Пожилой влез в лодку. Держась за перемет, он начал перебирать его руками от одного крючка до другого, подтягивая постепенно лодку на середину реки.
Внезапно оставшийся на берегу глухонемой завыл, протяжно и громко.
— Следствие? А по какому делу? — спросил Стивенс.
— По делу Лонни Гриннапа, — ответил старый сельский врач, который был следователем по делам о насильственной смерти. — Тут два приятеля нашли сегодня его труп в реке. Он висел на собственном перемете.
— Этот бедняга слабоумный? Не может быть! Сейчас приеду, — бросил в трубку Стивенс.
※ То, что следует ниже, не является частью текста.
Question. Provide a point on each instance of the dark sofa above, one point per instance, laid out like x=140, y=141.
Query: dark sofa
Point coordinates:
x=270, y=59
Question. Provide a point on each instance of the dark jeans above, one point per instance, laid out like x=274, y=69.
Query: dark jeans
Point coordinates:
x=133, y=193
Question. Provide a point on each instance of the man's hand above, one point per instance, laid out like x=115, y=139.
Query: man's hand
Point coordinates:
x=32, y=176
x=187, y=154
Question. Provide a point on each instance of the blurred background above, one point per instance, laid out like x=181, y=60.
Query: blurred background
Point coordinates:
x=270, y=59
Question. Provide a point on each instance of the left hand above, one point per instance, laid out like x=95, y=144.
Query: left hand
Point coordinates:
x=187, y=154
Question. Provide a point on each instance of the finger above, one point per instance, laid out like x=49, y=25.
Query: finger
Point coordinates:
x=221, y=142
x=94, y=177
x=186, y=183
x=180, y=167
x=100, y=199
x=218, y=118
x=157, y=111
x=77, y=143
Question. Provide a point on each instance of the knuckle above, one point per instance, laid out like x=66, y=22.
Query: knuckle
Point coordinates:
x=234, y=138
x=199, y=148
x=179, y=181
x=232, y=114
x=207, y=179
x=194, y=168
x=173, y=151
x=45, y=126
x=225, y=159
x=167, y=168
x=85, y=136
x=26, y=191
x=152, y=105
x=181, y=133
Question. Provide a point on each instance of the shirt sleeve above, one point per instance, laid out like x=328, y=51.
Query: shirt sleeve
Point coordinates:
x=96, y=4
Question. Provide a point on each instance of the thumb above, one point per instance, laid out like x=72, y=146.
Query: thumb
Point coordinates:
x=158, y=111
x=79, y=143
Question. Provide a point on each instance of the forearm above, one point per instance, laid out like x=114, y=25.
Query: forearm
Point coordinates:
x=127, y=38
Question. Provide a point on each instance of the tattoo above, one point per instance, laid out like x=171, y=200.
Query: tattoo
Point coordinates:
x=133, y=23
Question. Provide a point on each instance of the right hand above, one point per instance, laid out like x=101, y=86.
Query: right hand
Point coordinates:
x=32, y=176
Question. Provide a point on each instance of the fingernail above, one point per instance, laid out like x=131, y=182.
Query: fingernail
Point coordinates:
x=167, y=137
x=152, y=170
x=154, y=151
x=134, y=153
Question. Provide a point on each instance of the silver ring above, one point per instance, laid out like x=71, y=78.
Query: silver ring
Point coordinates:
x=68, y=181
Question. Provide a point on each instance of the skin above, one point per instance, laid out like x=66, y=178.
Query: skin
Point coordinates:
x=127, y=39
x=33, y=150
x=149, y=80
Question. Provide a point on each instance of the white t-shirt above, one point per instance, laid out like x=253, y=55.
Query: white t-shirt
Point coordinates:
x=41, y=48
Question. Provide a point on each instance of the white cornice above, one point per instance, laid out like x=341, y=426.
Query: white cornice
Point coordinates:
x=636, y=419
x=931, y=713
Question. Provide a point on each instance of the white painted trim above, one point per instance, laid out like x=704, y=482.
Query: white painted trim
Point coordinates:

Как прокурор округа, он мог бы не выезжать на место происшествия, даже если бы дело действительно касалось умышленного убийства. Он это знал. Но ему хотелось взглянуть в лицо покойного по чисто сентиментальным соображениям. Дело в том, что существующий ныне округ Иокнапатофа был основан не одним пионером-переселенцем, а тремя. Они приехали сюда из Каролины верхом на лошадях через Камберлендское ущелье в те времена, когда город Джефферсон был всего-навсего небольшим почтовым пунктом Чикасо, и купили здесь у индейцев землю. Пустившие здесь корни семейства разрослись, но потом постепенно их представители исчезли. И сейчас, сто лет спустя, в округе остался всего лишь один потомок всех трех родов.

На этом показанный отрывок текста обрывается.